See, in mid-to-late August, the move-ins begin. I’m in an apartment building just off-campus, too close for my liking to the residence towers and just across the street from the football field, so besides the noise of people moving in all over the complex, I also get some of the noise (and traffic) overflow of people moving into the dorms. It’s a loud few weeks. Some of it is inevitable and can’t really be helped, like the bangs that come with negotiating a secondhand couch and a crumbling end table up three flights of stairs. Some of it is obnoxious and irritating, like the nights of kids, giddy with the excitement of pretending that this is the same thing as moving out of the house, experimenting with how loud they can get their stereos before you start knocking on the walls.
After that, classes begin. This is the town at its most full, positively glutted with new students who have yet to find the quickest route to their classes, see how many classes they can get away with not going to, or get kicked out for guessing wrong. It’s hard to drive because there are pockets of jaywalkers trying desperately to get over to Subway and Caribou Coffee and Panda Express, every group more entitled to assumed traffic will stop for them than the last. It’s a whirlwind of annoyances, and I find it’s easier to stay indoors lest you be interminably delayed by campus buses, walls of humanity at crosswalks and what always seems to be an entire fleet of Jimmy John’s delivery cars.
The first few weeks are the party weeks. The It’s the Start of a New Year and We Don’t Have to Live in the Dorms This Time Party. The We Survived the First, Lightest Week of School Party. The Holy Crap, We Also Survived the Second Week of School Party. The God I Hope This Is the Year a Girl Gets Drunk Enough to Sleep with Me Party. And so on and so on. Every week, until it’s time to really do some studying and pass those classes, which is a brief settling into relative peace and quiet until the Holy Shit, Finals Are Over and It’s Christmas Break Now Party (or, for the truly ambitious/asinine, the I Can’t Believe Finals Are Almost Over Party).
Then there’s a month of quiet. Not true quiet, as there are a lot of people who only go home for the one week of Christmas and New Year’s Eve, but the dorms are cleared out for a month, so the majority are gone back to their homes and I get to enjoy the holidays (which, as you remember, are times I consider best spent in solitude, enjoying the warmth and love of knowing you could be with your family right now, but blessedly aren’t).
Then there’s the return, but fewer parties this time because of the crappy, snowy weather. This leads right into spring break with the town emptied out again, and by then people are too tired for parties because they’re hung over and ramping right into finals. Of course, the parties do return both after and during Finals Week, but they’re not quite as boisterous as the parties in the fall. They’re sort of survivor gatherings, blowing off steam and tension. Everyone’s tired and just wants to go home and have their summer.

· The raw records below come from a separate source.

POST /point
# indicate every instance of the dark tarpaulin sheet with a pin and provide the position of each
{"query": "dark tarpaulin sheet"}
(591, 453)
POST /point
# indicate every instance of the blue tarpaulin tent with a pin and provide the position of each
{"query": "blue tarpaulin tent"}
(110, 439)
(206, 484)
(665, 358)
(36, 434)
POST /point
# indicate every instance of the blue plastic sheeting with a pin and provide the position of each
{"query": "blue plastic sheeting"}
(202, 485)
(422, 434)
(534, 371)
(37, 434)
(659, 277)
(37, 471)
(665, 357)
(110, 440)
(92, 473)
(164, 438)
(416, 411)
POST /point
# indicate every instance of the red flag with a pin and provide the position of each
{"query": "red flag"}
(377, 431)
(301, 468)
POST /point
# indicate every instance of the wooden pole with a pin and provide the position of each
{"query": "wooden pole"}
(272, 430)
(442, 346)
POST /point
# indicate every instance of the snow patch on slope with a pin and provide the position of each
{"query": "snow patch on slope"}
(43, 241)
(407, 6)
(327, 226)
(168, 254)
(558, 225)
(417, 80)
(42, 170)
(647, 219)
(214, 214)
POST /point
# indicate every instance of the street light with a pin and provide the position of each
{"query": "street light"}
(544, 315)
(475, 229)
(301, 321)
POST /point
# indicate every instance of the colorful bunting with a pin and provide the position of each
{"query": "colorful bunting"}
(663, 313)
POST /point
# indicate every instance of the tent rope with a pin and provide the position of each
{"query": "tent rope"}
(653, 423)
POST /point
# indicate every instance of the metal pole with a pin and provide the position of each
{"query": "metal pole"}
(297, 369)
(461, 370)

There’s a couple of days of graduation (lots of different ceremonies for different schools, departments and colleges within the university) tying up traffic for a weekend, and then the move-outs begin in earnest. Some people take the opportunity of slowing down to move out gradually, a little bit every weekend, and then reserve a Saturday to rent a truck or bring a van and take out the furniture so they’re all ready by the time they graduate. Others take a day and their families come and help them clean up and vacate.
Weirdly, I’ve always noticed that moving out is never as loud as moving in. Maybe the moving in is all excitement and the moving out is just a little bittersweet. I remember my first apartment, back when I was 20 and needed to get away from home. I hated the entire experience — fraught with poverty, malnourishment, terrible illness and the world’s shittiest roommate — but I still felt regretful when the year was over and I had to move back in with my mother and sister. Even at its most dire, living out on your own (such as it is for a college student) is infinitely preferable to having to be “on” at home all the time (which is another reason why I don’t do holidays anymore).
In the late summer, the process begins again.
But right now, it’s early summer.
And in early summer, I feel energetic and relaxed, all at the same time. Instead of a thousand little annoyances, I see a thousand possibilities. I see shorter lines at the movies and less traffic around lunchtime. Being immediately seated at diners and just being able to sit and listen, cup of coffee in hand, to the sounds of the morning and the birds chirping and no college kids with their incessant coughing and puking and shitty music. This is the time when I most enjoy life and feel the least outraged.
I know the summer can’t last forever. I know that the outrage will return. There will always be commercials that piss me off or politicians who anger me or celebrities who say really stupid things that should be ignored but won’t be or, you know, people. Fucking people.
But for this week, satisfied that there are fewer of them, I’m just letting that all wash over me. Because the best time of the college year is right now, when the kids are all gone.